Efforts to create a national body have long been stymied by political bickering, with a cooperative body incorporating the federal government and those provinces that have agreed to sign up not due to launch until 2018.

Exchange Income Corp shares fell as much as 10 percent to C$29.38 soon after the Reuters report, but pared losses and were last down 6.3 percent in early afternoon trade.

“They don’t have the cash flow, earnings or any form of business to generate a dividend yet they call it Exchange Income,” Cohodes said in a telephone interview.

Exchange said it has maintained a consistent strategy since its inception in 2004, enabling it to grow profitably and return a reliable and growing dividend to its shareholders.
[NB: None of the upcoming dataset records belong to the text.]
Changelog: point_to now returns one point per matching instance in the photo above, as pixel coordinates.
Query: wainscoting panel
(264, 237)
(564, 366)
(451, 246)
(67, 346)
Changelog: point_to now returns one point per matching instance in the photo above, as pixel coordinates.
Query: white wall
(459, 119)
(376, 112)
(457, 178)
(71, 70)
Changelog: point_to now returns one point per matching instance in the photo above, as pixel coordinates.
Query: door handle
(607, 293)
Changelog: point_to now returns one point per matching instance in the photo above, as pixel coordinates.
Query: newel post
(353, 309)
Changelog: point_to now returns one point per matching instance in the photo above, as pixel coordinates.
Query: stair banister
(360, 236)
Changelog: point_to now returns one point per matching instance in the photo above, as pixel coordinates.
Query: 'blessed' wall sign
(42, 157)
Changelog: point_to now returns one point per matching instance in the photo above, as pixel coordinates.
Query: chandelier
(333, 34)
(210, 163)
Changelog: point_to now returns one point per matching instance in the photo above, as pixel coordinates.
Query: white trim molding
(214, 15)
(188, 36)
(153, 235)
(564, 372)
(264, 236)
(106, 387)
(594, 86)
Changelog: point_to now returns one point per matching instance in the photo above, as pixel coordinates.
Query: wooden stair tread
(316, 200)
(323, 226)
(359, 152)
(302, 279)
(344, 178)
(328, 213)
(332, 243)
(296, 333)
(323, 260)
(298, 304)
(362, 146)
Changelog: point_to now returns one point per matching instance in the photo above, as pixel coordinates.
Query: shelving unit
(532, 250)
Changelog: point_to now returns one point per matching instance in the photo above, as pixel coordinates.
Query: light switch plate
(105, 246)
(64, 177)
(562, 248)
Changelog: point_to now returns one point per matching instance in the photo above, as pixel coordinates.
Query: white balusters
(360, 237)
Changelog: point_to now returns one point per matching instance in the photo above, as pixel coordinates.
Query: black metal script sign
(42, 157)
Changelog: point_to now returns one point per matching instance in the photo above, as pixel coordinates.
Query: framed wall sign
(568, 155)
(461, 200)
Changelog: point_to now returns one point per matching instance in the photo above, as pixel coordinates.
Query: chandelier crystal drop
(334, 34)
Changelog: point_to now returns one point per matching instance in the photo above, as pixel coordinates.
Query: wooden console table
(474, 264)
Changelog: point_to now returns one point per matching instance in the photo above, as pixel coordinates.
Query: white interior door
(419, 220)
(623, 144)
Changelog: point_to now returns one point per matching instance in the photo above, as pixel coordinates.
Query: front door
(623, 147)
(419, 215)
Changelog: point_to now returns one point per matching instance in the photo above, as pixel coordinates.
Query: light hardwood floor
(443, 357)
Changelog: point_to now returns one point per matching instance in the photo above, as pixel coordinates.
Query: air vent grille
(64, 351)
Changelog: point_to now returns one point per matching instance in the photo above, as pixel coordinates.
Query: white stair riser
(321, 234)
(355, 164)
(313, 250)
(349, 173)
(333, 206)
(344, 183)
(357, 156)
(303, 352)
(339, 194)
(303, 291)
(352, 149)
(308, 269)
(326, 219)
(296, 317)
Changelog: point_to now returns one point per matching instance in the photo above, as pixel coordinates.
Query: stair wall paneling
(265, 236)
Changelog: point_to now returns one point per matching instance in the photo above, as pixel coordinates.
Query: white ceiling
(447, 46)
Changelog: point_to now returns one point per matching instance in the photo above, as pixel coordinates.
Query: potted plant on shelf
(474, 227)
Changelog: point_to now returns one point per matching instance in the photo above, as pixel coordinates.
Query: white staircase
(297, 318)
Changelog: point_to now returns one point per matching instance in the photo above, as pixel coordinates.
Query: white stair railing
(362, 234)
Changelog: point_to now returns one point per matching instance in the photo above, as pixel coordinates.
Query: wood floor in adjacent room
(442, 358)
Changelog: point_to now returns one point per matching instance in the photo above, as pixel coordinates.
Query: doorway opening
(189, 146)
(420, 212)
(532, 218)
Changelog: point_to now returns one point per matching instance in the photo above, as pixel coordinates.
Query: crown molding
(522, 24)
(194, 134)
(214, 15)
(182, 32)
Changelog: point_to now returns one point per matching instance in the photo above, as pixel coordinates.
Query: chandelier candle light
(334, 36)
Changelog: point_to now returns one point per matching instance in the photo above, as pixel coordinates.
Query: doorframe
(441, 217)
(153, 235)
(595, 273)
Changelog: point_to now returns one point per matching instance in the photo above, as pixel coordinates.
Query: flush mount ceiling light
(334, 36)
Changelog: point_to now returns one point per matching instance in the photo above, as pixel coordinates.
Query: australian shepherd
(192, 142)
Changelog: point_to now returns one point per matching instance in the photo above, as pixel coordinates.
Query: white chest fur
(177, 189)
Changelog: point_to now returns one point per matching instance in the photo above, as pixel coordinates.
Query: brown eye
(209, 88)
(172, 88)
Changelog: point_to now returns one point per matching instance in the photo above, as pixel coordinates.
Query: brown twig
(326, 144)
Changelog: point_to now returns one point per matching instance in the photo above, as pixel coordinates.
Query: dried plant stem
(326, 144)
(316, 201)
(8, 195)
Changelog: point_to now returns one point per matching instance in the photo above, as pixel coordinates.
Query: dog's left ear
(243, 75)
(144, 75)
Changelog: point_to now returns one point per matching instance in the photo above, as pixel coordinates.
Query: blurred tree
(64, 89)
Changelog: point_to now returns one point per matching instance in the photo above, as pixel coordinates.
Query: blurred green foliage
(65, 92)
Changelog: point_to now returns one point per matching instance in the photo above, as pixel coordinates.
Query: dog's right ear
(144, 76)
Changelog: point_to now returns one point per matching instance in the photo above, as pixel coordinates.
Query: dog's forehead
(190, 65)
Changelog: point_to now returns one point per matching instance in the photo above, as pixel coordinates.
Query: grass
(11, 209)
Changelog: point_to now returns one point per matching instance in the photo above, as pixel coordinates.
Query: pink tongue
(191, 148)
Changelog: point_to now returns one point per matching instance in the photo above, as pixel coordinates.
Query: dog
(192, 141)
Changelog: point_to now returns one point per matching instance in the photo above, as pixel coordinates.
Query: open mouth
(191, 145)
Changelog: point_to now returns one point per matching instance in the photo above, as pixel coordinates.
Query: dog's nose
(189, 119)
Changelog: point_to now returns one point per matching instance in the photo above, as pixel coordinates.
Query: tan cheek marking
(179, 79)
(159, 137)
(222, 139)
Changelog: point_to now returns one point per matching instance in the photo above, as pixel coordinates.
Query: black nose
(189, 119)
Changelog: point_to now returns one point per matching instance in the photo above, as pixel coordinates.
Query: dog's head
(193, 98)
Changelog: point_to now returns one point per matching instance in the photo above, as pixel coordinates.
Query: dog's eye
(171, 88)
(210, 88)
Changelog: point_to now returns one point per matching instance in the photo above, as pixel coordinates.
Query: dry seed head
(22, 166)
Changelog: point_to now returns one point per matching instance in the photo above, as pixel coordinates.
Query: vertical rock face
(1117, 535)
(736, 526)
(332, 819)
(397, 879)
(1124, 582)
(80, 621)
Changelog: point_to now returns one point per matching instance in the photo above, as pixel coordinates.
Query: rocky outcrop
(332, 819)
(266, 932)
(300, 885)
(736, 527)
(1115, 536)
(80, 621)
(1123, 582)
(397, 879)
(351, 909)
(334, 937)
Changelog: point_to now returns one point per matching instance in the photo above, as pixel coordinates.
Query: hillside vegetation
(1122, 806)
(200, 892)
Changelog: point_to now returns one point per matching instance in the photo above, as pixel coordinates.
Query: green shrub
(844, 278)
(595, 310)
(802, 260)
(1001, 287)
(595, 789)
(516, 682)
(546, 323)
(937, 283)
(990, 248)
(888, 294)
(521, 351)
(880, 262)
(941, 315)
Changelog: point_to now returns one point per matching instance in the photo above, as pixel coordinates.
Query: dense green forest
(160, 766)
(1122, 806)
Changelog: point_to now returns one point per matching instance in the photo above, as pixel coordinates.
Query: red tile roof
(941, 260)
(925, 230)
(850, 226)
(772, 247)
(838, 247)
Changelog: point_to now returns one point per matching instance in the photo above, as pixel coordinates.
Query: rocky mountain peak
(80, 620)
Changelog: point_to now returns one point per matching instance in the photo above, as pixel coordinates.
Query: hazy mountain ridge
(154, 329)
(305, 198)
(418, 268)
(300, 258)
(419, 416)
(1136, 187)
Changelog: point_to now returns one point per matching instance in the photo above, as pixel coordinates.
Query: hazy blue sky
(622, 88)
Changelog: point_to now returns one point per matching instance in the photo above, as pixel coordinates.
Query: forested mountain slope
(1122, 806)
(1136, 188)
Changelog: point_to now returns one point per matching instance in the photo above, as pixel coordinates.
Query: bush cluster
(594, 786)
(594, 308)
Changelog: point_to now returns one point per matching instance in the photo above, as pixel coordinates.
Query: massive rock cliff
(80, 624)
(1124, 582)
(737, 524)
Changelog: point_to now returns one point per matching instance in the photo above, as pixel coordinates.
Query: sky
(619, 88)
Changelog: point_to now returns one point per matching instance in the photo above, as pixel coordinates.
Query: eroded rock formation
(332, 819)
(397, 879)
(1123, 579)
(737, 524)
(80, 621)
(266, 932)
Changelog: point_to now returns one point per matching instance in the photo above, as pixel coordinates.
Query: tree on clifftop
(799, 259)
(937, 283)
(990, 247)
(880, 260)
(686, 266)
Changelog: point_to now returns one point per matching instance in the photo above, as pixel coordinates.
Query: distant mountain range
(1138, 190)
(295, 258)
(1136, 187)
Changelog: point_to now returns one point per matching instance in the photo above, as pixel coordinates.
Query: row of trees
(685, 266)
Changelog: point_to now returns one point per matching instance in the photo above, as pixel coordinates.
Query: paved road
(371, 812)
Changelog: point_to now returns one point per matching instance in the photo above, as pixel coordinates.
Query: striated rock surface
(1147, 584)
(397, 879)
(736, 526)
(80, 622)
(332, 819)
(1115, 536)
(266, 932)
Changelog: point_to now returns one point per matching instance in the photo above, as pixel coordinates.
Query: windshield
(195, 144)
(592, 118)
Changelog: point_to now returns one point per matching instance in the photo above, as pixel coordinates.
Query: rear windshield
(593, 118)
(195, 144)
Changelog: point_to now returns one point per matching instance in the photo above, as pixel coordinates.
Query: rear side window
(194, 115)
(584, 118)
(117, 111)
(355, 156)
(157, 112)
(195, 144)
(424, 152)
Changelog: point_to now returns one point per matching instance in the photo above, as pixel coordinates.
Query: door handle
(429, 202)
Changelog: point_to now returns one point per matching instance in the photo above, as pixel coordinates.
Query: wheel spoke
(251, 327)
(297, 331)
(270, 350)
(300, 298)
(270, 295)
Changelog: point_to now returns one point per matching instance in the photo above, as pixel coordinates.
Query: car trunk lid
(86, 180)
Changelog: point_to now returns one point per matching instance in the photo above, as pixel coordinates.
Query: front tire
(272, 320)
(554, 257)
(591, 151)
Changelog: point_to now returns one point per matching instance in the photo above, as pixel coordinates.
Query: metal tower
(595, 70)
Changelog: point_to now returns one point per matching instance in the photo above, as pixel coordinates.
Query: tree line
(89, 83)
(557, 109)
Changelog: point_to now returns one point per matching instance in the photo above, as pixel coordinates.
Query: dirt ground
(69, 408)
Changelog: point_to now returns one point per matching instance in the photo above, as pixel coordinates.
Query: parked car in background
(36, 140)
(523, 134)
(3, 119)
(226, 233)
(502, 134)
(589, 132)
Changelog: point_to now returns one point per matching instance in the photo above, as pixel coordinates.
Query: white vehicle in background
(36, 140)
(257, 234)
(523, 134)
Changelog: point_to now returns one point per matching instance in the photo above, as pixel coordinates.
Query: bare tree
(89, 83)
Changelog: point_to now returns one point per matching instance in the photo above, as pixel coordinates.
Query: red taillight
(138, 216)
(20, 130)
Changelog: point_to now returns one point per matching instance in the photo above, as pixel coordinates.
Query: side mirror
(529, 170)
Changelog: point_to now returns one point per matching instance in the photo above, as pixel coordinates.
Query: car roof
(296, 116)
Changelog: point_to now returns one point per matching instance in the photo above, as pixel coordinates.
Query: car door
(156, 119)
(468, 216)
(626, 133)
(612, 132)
“Nothing has changed,” the company said, adding that since 2004 it has paid shareholders C$300 million in dividends while maintaining a strong balance sheet with limited leverage.


Cohodes’ recent bets have paid off with the collapse of Valeant and Concordia and to some extent Home Capital, which Cohodes considers the “highlight” of his year so far, until Warren Buffett’s Berkshire Hathaway Inc last month agreed to make an equity infusion.

“Shortsellers have been profitable in Exchange Income so far this year,” said Ihor Dusaniwsky, head of research at S3 Partners, adding that they made 14.75 percent, year-to-date.

He said short sellers will fail to get significant short exposure in the stock because of the limited supply and as the cost to borrow the stock goes up.

Cohodes declined to disclose the size of his EIC short positions.

In November, Exchange Income announced that for the fourth time in the last 24 months, the company was increasing its dividend to an annualized rate of C$2.10, up 4.5 percent. Yet over the last five years, the company has increased its debt load by C$427 million and issued over C$230 million of shares to fund its C$700 million deficit, Cohodes said.